58.       The '281 Patent does not claim a mere desired result. Rather, the patent discloses that high affinity, neutralizing anti-IL-12 antibodies deliver the promised result. This is the solution to the problem that the case law requires; based on the in vitro and in vivo neutralization data from Examples 3, 4, 5 and 9, the evidence establishes that one skilled in the art could reasonably predict that all antibodies falling within the scope of the claim would similarly treat psoriasis. Janssen has no contrary evidence.

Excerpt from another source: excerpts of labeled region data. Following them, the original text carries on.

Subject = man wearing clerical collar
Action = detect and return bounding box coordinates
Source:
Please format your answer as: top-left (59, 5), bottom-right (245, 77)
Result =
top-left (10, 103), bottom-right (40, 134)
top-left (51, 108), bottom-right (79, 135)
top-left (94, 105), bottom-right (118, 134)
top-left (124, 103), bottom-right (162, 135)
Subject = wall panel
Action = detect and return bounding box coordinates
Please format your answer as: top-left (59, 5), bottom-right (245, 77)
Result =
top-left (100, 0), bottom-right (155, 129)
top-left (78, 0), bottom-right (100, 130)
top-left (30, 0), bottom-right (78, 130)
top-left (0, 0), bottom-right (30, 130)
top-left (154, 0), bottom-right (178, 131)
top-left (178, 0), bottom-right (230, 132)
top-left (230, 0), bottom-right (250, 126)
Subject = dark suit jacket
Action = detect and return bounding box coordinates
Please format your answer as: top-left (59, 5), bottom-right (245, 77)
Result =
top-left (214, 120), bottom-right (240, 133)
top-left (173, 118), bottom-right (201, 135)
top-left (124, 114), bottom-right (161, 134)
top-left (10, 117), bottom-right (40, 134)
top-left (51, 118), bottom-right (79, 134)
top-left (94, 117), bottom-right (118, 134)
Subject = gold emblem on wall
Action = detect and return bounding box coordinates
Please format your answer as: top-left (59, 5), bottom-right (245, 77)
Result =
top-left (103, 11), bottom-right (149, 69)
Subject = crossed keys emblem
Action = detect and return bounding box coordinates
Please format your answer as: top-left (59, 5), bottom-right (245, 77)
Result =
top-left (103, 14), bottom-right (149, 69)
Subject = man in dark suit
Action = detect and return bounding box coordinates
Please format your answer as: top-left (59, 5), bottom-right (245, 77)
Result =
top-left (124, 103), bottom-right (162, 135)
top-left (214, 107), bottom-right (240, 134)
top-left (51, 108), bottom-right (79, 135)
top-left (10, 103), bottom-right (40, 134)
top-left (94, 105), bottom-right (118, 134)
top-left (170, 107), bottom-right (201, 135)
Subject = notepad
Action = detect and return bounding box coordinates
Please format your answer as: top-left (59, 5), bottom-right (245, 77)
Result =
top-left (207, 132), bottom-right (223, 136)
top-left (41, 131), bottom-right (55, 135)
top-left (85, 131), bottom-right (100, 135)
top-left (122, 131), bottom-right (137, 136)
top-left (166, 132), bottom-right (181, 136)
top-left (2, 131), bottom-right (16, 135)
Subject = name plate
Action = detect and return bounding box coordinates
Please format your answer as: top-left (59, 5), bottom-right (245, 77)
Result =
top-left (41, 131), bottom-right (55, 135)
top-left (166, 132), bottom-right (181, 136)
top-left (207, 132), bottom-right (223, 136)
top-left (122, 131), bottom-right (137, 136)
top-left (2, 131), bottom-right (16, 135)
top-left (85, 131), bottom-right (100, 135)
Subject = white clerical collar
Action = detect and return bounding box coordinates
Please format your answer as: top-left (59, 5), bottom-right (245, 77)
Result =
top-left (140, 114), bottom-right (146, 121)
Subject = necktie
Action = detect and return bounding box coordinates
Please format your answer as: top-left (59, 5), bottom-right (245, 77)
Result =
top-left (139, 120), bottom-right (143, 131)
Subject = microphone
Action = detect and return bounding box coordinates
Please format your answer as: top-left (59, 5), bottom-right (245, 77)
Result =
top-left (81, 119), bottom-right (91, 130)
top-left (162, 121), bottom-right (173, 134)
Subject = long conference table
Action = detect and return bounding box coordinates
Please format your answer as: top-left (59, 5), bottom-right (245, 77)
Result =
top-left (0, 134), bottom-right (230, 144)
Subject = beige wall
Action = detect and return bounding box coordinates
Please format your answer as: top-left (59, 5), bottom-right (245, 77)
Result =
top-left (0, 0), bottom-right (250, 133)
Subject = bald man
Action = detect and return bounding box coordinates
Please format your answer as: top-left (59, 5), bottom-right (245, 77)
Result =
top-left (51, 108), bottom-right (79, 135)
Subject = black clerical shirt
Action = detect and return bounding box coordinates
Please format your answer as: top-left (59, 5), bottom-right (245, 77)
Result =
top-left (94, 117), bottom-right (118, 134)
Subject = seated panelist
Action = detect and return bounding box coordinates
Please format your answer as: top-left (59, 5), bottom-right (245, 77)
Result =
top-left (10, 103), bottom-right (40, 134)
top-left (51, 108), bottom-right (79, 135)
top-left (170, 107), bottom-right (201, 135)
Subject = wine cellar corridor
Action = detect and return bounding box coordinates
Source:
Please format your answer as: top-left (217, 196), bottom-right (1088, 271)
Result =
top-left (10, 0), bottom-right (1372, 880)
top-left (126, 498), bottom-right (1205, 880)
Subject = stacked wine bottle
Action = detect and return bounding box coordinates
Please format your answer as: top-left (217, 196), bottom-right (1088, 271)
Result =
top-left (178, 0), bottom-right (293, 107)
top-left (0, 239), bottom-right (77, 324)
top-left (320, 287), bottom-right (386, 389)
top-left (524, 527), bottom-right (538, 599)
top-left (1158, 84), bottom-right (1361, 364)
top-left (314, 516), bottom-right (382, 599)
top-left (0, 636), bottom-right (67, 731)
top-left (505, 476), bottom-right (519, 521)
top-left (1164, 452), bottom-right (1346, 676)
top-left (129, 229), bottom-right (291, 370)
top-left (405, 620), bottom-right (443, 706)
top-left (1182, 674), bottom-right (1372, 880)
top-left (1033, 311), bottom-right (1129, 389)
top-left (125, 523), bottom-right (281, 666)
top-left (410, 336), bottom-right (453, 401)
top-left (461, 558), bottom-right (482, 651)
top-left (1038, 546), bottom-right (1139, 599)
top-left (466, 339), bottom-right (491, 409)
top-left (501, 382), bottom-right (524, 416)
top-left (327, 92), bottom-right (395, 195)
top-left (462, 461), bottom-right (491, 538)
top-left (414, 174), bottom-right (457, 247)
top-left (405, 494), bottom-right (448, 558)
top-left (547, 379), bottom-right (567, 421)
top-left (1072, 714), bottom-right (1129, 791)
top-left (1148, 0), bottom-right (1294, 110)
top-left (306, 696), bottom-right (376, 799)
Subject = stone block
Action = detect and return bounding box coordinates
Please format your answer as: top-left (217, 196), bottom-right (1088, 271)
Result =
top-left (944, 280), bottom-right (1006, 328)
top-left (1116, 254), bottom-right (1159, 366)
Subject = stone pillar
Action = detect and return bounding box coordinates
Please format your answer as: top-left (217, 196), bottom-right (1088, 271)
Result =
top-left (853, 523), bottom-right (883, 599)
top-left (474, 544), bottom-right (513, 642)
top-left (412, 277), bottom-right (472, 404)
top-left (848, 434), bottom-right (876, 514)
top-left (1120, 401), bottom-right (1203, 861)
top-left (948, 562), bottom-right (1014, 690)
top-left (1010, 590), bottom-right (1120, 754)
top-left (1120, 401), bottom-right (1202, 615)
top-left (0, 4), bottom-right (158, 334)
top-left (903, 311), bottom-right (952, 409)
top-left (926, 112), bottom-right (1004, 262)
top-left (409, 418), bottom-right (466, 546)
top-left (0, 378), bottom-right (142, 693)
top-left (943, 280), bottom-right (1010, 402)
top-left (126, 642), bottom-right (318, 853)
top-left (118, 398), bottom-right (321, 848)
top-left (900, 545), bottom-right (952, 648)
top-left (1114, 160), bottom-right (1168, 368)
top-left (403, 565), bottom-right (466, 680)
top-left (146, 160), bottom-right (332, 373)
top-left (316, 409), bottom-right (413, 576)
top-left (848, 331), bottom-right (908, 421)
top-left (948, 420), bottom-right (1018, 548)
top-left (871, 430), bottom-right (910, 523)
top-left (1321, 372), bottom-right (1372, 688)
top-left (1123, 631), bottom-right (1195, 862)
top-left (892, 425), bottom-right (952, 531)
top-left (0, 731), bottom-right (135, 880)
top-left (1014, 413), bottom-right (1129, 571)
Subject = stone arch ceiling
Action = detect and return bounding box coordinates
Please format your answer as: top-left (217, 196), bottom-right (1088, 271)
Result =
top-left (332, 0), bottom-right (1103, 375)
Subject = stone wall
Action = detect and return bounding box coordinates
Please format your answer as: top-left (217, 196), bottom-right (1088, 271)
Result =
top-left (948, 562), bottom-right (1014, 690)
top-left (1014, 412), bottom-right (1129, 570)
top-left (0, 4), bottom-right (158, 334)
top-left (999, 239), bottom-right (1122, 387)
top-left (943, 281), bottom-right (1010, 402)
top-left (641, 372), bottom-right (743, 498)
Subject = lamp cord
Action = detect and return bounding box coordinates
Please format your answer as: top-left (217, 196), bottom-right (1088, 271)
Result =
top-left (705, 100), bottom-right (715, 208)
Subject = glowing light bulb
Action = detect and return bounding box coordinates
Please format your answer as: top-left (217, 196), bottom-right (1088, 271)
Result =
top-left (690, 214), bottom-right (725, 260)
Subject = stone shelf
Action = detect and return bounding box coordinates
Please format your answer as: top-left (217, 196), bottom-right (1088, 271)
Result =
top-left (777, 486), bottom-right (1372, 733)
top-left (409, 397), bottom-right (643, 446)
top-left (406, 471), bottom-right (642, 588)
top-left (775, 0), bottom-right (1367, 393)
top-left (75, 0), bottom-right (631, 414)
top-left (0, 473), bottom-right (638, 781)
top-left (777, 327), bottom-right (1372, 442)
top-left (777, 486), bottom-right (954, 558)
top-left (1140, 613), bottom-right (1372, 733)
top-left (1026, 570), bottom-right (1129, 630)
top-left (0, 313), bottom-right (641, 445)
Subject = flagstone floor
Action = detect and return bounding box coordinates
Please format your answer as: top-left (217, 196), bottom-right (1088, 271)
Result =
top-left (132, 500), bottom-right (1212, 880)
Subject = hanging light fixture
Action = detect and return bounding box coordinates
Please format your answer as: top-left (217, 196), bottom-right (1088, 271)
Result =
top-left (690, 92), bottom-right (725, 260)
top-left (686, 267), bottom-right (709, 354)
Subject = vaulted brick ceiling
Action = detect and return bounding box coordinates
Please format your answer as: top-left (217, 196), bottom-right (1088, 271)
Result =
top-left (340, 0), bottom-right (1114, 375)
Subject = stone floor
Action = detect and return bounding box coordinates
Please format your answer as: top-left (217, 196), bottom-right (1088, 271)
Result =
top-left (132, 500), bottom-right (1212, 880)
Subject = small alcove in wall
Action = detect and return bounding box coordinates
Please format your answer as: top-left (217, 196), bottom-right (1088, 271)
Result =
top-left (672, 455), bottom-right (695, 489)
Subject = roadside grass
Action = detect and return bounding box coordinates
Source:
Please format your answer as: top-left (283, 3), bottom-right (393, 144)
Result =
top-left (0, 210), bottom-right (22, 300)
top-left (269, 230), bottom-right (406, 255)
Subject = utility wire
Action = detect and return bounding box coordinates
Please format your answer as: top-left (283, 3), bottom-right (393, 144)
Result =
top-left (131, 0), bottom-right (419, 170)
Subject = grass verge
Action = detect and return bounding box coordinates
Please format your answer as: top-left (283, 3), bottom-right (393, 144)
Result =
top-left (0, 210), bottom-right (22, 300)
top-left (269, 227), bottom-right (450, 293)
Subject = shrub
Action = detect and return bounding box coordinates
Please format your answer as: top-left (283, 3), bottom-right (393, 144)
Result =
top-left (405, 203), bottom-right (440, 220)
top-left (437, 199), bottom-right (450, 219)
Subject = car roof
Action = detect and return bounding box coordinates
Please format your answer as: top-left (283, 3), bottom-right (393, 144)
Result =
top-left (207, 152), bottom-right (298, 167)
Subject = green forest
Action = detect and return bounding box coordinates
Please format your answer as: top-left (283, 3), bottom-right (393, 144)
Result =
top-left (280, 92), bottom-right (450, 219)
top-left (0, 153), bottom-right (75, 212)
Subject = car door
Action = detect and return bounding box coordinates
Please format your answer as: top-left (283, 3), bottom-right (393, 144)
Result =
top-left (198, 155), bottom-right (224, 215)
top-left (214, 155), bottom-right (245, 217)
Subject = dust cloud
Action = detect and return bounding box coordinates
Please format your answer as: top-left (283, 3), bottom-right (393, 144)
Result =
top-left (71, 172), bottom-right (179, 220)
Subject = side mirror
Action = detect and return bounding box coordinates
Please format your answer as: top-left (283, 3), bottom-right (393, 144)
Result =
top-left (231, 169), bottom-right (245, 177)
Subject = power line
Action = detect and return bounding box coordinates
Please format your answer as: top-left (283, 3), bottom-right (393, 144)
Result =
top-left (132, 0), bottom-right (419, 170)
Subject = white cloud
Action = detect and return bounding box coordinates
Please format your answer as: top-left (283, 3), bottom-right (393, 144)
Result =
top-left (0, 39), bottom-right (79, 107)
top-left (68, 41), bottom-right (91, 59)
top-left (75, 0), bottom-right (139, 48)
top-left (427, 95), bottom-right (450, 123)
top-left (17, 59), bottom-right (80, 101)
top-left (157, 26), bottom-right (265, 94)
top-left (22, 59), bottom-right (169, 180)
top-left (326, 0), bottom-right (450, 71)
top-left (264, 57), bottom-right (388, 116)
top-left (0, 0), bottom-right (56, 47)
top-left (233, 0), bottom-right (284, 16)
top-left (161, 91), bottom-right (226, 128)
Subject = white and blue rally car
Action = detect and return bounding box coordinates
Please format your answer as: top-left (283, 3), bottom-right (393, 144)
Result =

59.       By disclosing to the public the first high affinity, neutralizing antibody that successfully treated a human psoriasis patient, AbbVie established the facts which support the breadth of the Claims. AbbVie paid the hard coinage for its invention and significantly advanced the art. It is entitled to the protection of those Claims.


[158]       The most relevant Canadian authorities are the decisions of the Supreme Court of Canada in Burton Parsons Chemicals Inc v Hewlett-Packard (Canada) Ltd., [1976] 1 SCR 555 and Monsanto Co v Canada (Commissioner of Patents), [1979] 2 SCR 1108.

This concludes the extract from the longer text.